A Quiet Outpost With a Long Reach

Usuda sits in a mountain valley chosen precisely for its remoteness. The surrounding terrain shields the antennas from radio interference, and the elevation keeps them above much of the atmospheric moisture that degrades microwave signals. The general public can visit to observe the exterior installations and browse an exhibition room, though the operational heart of the facility remains restricted. For a place that has listened to spacecraft at Neptune, caught the whisper of a wounded probe tumbling past an asteroid, and changed how every space agency on Earth builds its antennas, Usuda carries its legacy with characteristic understatement. The dishes point silently upward, waiting for the next signal from the dark.

From the Air

Located at 36.133N, 138.362E in the mountains of Nagano Prefecture at 1,456 meters (4,777 feet) elevation.
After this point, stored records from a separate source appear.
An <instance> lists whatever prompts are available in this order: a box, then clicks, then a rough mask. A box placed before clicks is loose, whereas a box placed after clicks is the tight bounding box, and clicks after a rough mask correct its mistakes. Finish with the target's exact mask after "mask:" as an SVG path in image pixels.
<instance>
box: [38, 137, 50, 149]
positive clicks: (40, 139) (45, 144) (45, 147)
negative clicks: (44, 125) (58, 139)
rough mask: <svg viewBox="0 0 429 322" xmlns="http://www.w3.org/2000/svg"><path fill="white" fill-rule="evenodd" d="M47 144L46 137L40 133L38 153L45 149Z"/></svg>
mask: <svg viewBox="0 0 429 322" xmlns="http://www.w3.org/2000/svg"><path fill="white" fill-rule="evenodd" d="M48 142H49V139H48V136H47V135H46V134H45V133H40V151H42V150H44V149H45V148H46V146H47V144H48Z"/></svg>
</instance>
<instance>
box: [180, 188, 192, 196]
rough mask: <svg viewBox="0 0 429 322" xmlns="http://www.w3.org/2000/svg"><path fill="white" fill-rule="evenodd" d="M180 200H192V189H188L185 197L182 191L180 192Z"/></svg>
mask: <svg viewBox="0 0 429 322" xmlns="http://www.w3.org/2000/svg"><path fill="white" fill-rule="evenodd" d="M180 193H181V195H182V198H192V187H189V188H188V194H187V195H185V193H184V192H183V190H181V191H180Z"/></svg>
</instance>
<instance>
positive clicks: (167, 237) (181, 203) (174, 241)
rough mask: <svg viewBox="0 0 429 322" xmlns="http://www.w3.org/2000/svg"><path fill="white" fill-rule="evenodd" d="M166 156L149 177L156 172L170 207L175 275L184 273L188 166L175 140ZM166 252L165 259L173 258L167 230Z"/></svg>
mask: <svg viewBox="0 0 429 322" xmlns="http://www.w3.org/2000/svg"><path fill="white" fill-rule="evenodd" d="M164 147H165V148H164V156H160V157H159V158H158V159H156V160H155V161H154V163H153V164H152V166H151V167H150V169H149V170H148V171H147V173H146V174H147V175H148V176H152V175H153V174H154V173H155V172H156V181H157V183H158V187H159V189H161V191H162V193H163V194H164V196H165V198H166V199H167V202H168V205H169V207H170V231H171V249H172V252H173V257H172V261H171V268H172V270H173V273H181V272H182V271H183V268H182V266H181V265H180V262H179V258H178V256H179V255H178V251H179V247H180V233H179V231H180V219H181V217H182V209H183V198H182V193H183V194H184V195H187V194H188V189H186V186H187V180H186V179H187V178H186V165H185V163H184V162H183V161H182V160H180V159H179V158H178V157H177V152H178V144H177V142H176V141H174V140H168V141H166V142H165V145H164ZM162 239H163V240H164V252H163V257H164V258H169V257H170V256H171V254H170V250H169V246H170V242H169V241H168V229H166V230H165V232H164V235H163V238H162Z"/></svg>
The 64-meter and 54-meter dishes are visible from above as large white circles in a forested mountain valley. Nearest airport is Matsumoto Airport (RJAF/MMJ), approximately 60 km to the southwest. Tokyo Narita (RJAA) is roughly 160 km to the southeast. Best viewed at altitudes below 10,000 feet for dish detail; the remote mountain setting makes the antennas stand out against the surrounding forest.